In one area of floral  display, the strong-stemmed gigas keep a dozen or so garden phlox beautifully erect.  There is no room to fall faint.

The seeds mature quickly and can be sewn in the fall as well as in the spring.  I often pull out the dried up plant and with sturdy central cane and all, I walk around the grounds where I want the plant to dominate shaking seeds from the plant like salt from a salt shaker.   The seeds are large enough to be individually counted. 

There is one color, maroon, the plant has to offer.  The manner of floral display is also striking.  Around the third week in July one of the new branch leaf growths will appear to contort and curl, and rise somewhat vertically.  The growth swells until the maroon begins to be exposed.

I liken the plant form to a huge very striking candlebrum with eight or so arms showing of the maroon collections.  Some central stems are thicker and stronger than a corn stalk. 

Korean Angelica will grow happily in deep shade as well as full sun.   It prefers to be regularly watered.   I have grown plants in a size one pots.  There they  grow to only two feet, but nearly all will present a bloom or two despite the restrained root space.  My nine foot tall specimens are reliably watered every other day for 15 minutes, and are very impressive in stature as well as bloom. 

I use a balanced granulated fertilizer each spring.

July 30, 2010

Global Warming Right in My Front Grounds!

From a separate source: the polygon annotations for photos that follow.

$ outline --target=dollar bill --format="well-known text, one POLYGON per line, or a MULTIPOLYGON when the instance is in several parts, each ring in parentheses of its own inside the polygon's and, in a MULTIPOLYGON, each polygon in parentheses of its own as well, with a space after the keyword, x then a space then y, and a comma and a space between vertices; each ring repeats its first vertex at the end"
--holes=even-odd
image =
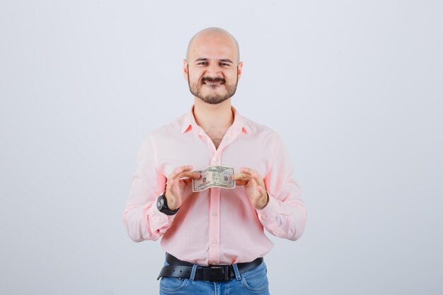
POLYGON ((234 188, 236 182, 231 179, 234 168, 209 166, 198 172, 202 175, 199 179, 192 179, 192 192, 201 192, 209 187, 234 188))

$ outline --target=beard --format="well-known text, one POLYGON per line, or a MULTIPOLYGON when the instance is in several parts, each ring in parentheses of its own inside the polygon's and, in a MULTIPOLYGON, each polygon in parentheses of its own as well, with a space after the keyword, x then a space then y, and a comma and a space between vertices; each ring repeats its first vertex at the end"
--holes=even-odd
POLYGON ((194 96, 199 98, 204 102, 209 103, 211 105, 217 105, 223 103, 224 100, 231 98, 236 93, 237 90, 237 84, 238 83, 238 78, 235 83, 227 84, 226 81, 223 78, 209 78, 202 77, 197 83, 190 83, 189 79, 189 69, 188 71, 188 83, 189 85, 189 90, 194 95, 194 96), (207 87, 214 89, 217 87, 224 87, 226 93, 224 94, 219 94, 217 93, 213 93, 205 96, 202 91, 202 87, 205 85, 205 82, 216 82, 222 83, 219 86, 206 86, 207 87))

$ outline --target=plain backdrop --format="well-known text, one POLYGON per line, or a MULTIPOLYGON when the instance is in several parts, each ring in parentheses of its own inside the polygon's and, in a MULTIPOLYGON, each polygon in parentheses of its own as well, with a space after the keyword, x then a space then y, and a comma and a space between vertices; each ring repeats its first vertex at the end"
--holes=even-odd
MULTIPOLYGON (((440 1, 0 1, 0 294, 158 294, 122 216, 149 131, 187 112, 189 39, 244 62, 233 105, 284 139, 308 209, 274 295, 443 294, 440 1)), ((270 235, 269 235, 270 236, 270 235)))

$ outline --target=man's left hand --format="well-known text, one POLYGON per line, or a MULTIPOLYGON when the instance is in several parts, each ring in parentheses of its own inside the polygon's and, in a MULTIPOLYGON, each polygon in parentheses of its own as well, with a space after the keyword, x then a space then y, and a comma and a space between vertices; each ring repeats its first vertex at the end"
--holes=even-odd
POLYGON ((262 209, 267 204, 269 195, 265 187, 263 178, 249 168, 242 168, 240 172, 231 176, 236 185, 244 185, 246 195, 249 197, 253 207, 262 209))

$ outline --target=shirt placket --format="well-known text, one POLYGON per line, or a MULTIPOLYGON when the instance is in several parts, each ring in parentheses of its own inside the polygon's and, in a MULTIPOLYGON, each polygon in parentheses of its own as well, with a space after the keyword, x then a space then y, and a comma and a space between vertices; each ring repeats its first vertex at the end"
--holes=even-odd
MULTIPOLYGON (((211 142, 212 144, 212 142, 211 142)), ((211 165, 220 165, 220 151, 212 145, 211 165)), ((209 189, 209 264, 220 262, 220 189, 209 189)))
MULTIPOLYGON (((202 135, 200 134, 200 135, 202 135)), ((224 147, 231 142, 234 137, 224 138, 218 149, 211 139, 205 134, 209 151, 210 166, 222 165, 221 158, 224 147)), ((209 195, 209 264, 217 265, 220 262, 220 188, 211 187, 209 195)))

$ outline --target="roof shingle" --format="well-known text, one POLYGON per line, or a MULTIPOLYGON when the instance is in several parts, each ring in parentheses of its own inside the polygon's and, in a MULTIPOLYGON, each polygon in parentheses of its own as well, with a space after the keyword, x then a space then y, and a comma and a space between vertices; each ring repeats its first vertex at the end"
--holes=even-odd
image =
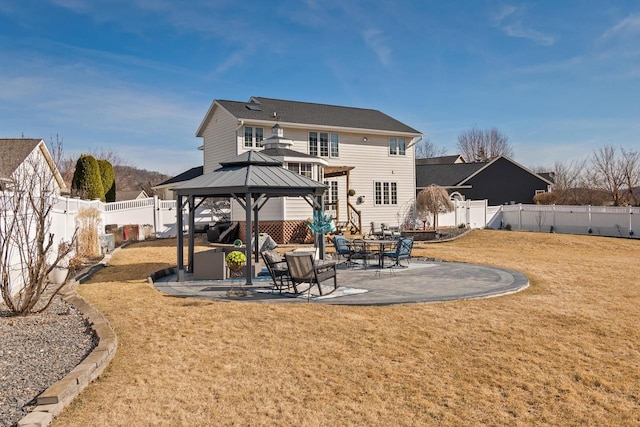
POLYGON ((416 129, 381 111, 282 99, 252 97, 249 102, 216 100, 234 117, 319 126, 370 129, 420 135, 416 129))

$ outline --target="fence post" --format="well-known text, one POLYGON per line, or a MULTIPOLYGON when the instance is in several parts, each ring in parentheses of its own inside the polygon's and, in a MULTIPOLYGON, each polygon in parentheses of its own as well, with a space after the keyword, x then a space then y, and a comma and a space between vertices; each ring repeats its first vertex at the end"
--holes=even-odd
POLYGON ((160 223, 160 200, 157 195, 153 196, 153 235, 157 236, 158 224, 160 223))
POLYGON ((518 230, 522 231, 522 203, 518 203, 518 230))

Filed under: Uncategorized, shrubs and trees — glenn @ 11:03 pm

I had a mature elm removed from the front grounds of my landscape garden last Thanksgiving weekend.    I suspect it was over 65 years old and of about the same height.  If someone wants to purchase  the trunk I have it stored away in a quonset hut.  I am not certain what I am going to do with it.

The tree did not have Dutch Elm disease, but it was afflicted with  a minor disorder…..a foliar disease in which for three or four years in a row before removal, it started to shed its leaves right about now, the first of August.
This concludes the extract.